US 12,450,271 B2
	Computerized systems and methods for semantic searching
Joseph Cainey, London (GB); Jyoti Mishra, London (GB); Jakob Nielsen, Copenhagen (DK); Bjorn Arnholtz, Soborg (DK); and Gary Engelbert, London (GB)
Assigned to WORKDAY, INC., Pleasanton, CA (US)
Filed by WORKDAY, INC., Pleasanton, CA (US)
Filed on Mar. 29, 2022, as Appl. No. 17/707,335.
Prior Publication US 2023/0315768 A1, Oct. 5, 2023
Int. Cl. G06F 16/334 (2025.01); G06F 16/36 (2019.01)

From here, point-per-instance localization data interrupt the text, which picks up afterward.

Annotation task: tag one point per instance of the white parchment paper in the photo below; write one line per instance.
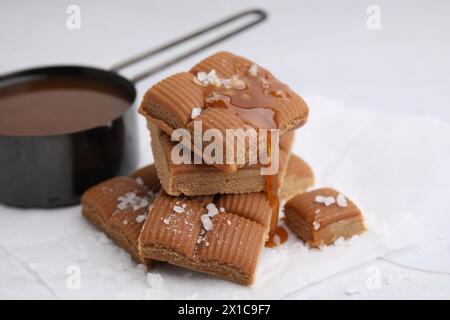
(392, 166)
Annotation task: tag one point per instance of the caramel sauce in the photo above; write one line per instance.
(58, 105)
(282, 236)
(257, 103)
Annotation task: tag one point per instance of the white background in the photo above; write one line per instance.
(323, 47)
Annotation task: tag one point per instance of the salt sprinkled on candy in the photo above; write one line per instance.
(178, 209)
(341, 201)
(206, 221)
(130, 199)
(329, 201)
(213, 78)
(140, 218)
(212, 209)
(154, 280)
(201, 76)
(325, 200)
(139, 181)
(316, 225)
(253, 70)
(195, 112)
(319, 199)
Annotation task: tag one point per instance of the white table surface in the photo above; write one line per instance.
(324, 47)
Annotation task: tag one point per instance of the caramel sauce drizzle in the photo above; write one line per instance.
(256, 103)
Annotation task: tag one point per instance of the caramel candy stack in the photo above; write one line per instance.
(207, 216)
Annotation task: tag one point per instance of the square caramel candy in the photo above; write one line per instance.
(119, 207)
(321, 216)
(189, 179)
(224, 91)
(223, 237)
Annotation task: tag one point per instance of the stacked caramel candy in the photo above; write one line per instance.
(214, 212)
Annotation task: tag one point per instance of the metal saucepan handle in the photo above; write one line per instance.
(259, 14)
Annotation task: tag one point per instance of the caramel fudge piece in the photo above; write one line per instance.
(222, 237)
(202, 179)
(321, 216)
(224, 91)
(298, 178)
(119, 208)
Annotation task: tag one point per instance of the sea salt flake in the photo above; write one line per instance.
(201, 76)
(154, 280)
(213, 79)
(352, 291)
(206, 221)
(140, 218)
(212, 210)
(316, 225)
(253, 70)
(325, 200)
(341, 200)
(195, 112)
(130, 199)
(178, 209)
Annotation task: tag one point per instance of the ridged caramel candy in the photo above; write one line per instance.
(322, 216)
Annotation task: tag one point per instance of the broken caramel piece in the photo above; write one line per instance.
(298, 178)
(322, 216)
(119, 207)
(199, 234)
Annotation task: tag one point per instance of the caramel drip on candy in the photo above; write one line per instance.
(271, 188)
(253, 94)
(254, 100)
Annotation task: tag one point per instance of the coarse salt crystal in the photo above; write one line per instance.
(341, 200)
(253, 70)
(212, 210)
(325, 200)
(195, 112)
(206, 221)
(140, 218)
(316, 225)
(201, 76)
(329, 201)
(178, 209)
(154, 280)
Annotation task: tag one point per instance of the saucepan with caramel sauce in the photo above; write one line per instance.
(66, 128)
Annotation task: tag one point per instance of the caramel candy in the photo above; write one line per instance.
(119, 208)
(299, 177)
(223, 237)
(202, 179)
(224, 91)
(322, 216)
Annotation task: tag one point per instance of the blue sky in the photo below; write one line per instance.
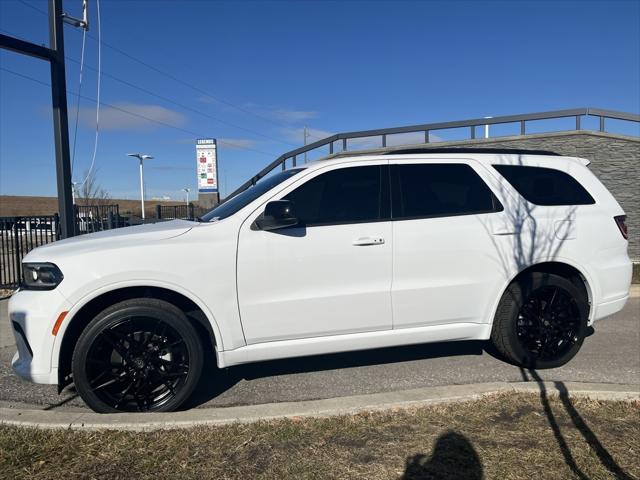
(253, 74)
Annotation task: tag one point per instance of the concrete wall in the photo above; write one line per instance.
(615, 159)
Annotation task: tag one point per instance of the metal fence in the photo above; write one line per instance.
(20, 235)
(184, 211)
(340, 142)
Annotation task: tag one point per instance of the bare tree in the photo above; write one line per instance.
(92, 193)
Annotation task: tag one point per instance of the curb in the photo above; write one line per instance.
(309, 409)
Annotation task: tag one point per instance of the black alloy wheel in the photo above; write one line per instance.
(549, 323)
(137, 356)
(541, 321)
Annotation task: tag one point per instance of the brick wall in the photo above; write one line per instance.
(615, 159)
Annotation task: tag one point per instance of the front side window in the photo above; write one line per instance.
(426, 190)
(545, 186)
(244, 198)
(345, 195)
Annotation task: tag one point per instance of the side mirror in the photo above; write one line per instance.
(277, 214)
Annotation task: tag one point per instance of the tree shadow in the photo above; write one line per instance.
(589, 436)
(453, 457)
(216, 381)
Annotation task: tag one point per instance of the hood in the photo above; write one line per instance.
(110, 239)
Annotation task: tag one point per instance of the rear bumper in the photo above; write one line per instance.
(606, 309)
(613, 275)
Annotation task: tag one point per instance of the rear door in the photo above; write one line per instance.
(446, 266)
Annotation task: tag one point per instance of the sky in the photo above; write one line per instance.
(254, 74)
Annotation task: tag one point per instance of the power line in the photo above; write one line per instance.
(174, 78)
(167, 99)
(186, 107)
(124, 110)
(95, 141)
(75, 128)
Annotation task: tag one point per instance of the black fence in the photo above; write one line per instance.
(184, 211)
(20, 235)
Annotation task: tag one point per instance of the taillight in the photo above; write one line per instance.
(622, 225)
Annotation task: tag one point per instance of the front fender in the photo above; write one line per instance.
(110, 287)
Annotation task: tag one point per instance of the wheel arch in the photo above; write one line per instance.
(196, 312)
(562, 268)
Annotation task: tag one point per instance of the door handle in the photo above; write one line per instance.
(363, 241)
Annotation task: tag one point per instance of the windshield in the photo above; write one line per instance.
(243, 199)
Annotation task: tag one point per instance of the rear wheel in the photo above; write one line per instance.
(136, 356)
(541, 321)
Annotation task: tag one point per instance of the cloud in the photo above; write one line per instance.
(296, 135)
(171, 168)
(235, 143)
(283, 114)
(131, 116)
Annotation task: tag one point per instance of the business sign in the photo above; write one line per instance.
(207, 165)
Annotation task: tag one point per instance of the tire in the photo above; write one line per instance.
(541, 321)
(137, 355)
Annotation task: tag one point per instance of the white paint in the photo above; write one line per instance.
(342, 287)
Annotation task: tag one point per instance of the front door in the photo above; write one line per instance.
(331, 274)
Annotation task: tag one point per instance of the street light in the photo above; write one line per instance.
(141, 157)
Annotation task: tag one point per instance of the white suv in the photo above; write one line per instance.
(343, 254)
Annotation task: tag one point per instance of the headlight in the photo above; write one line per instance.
(40, 276)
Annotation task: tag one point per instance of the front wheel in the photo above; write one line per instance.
(138, 355)
(541, 321)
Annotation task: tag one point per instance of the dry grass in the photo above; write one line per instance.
(503, 436)
(14, 205)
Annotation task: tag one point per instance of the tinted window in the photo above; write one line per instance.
(435, 190)
(545, 186)
(346, 195)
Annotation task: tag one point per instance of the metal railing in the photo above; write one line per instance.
(427, 128)
(184, 211)
(20, 235)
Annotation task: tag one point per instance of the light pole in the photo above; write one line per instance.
(141, 157)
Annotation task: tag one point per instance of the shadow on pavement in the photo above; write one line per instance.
(453, 457)
(214, 382)
(590, 437)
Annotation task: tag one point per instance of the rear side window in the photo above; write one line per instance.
(346, 195)
(438, 190)
(545, 186)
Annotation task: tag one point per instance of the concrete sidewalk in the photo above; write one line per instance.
(314, 409)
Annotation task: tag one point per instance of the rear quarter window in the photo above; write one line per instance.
(545, 186)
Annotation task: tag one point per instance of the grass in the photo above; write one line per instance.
(505, 436)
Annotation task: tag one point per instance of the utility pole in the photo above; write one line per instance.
(142, 157)
(54, 54)
(306, 135)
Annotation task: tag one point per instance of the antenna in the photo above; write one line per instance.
(76, 22)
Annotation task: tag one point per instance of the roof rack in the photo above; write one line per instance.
(507, 151)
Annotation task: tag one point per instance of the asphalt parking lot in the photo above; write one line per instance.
(610, 355)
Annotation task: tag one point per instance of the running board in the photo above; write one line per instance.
(353, 341)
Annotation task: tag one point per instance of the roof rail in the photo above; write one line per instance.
(426, 128)
(508, 151)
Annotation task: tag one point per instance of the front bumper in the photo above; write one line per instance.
(32, 315)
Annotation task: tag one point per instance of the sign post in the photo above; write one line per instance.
(207, 172)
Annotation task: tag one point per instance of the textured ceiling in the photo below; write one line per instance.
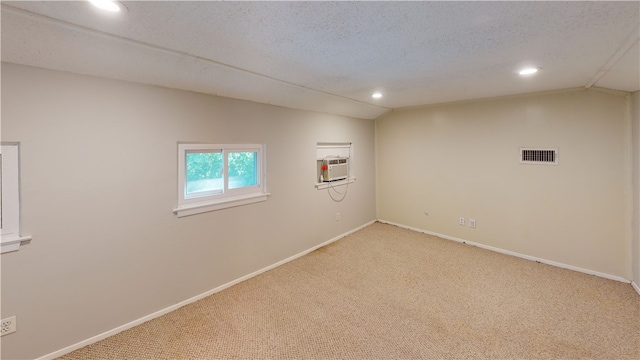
(331, 56)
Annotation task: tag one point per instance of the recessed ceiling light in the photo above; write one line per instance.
(528, 71)
(107, 5)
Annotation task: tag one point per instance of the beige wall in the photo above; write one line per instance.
(635, 120)
(99, 182)
(462, 160)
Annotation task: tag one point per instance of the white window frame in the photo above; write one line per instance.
(10, 193)
(217, 200)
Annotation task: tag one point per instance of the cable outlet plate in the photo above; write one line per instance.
(8, 325)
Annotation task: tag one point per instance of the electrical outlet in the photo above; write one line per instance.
(8, 325)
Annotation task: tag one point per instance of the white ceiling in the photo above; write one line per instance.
(331, 56)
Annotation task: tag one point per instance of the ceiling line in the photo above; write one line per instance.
(175, 52)
(629, 42)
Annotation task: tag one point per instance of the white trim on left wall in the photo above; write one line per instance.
(171, 308)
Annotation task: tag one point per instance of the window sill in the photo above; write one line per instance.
(12, 243)
(218, 204)
(325, 185)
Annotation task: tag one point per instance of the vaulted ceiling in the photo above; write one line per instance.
(331, 56)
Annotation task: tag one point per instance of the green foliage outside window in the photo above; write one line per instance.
(205, 170)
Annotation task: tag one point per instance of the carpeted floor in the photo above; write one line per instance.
(390, 293)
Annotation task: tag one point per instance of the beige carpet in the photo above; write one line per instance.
(389, 293)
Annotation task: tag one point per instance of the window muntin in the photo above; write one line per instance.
(213, 174)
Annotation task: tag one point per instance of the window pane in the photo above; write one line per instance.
(243, 168)
(204, 172)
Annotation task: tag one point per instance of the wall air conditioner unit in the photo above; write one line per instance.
(335, 169)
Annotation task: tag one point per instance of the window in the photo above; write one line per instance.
(213, 177)
(10, 194)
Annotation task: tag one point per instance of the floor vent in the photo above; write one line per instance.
(539, 156)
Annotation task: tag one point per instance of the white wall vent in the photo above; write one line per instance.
(538, 156)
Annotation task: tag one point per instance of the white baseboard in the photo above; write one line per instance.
(507, 252)
(171, 308)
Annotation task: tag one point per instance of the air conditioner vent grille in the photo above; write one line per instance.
(539, 156)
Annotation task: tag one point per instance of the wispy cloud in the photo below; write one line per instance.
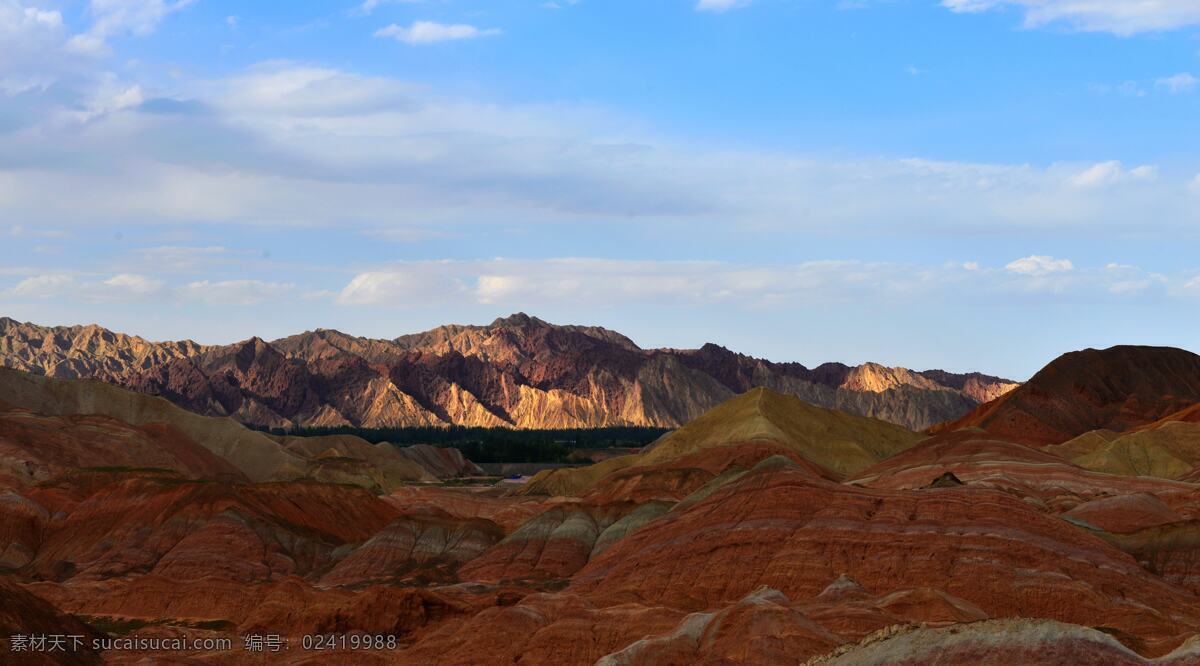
(112, 18)
(627, 283)
(1179, 83)
(719, 6)
(430, 33)
(1121, 17)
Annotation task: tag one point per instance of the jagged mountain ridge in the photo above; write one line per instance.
(515, 372)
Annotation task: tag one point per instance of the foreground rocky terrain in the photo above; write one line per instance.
(1056, 525)
(516, 372)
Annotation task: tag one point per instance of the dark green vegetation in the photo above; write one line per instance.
(480, 444)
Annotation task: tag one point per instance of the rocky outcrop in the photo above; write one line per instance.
(1115, 389)
(515, 372)
(1169, 450)
(793, 533)
(826, 442)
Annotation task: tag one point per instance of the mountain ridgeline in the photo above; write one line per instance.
(516, 372)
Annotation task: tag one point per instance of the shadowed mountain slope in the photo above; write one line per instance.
(1116, 389)
(833, 442)
(514, 372)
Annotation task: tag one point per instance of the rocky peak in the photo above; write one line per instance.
(517, 321)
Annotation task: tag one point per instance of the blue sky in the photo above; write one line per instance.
(960, 184)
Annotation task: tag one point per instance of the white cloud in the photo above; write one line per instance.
(42, 287)
(430, 33)
(369, 6)
(234, 292)
(113, 18)
(1104, 174)
(1038, 265)
(1179, 83)
(603, 283)
(719, 6)
(315, 147)
(137, 287)
(66, 287)
(1098, 175)
(30, 39)
(1121, 17)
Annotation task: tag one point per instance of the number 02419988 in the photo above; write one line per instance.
(348, 642)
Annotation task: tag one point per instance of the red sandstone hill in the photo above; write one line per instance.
(1115, 389)
(765, 532)
(515, 372)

CPC G06F 16/334 (2019.01) [G06F 16/36 (2019.01)]

17 Claims

1. A method comprising:

receiving, by a device, a search request comprising a character string;

converting, by the device, the search request into a word embedding as an n-dimensional search vector using a machine learning model;

comparing, by the device, the word embedding against a plurality of word embeddings;

determining, by the device, a similarity measure between the word embedding and each of the plurality of word embeddings stored in a database, wherein the plurality of word embeddings correspond to survey data comprising user responses to survey questions and user-provided comments relating to the survey questions, wherein the survey data is collected from respondents and includes structured feedback ratings and unstructured textual comments;

determining a similarity threshold by generating a set of sub-bands, each sub-band associated with different minimum and maximum similarity measures, selecting random word embeddings from each sub-band, receiving a user selection of at least one of the random word embeddings to use as a search result, and setting the similarity threshold based on a similarity measure of the user-selected random word embedding;

comparing, by the device, each determined similarity measure to the similarity threshold;

identifying, by the device, a set of word embeddings, wherein each word embedding in the set of word embeddings has a similarity measure at least satisfying the similarity threshold;

identifying, by the device, a set of terms comprising survey data terms that corresponds to the set of word embeddings by reverse transforming the word embeddings to retrieve the original survey comments and responses;

outputting, by the device, for display within a graphical user interface having interactive filtering tools, the survey data terms in ranked order with corresponding relevance scores, wherein the graphical user interface enables further filtering of results, the set of terms;

storing the word embedding and a search result relevance label in a database; and

re-training the machine learning model using the stored word embedding and the search result relevance label.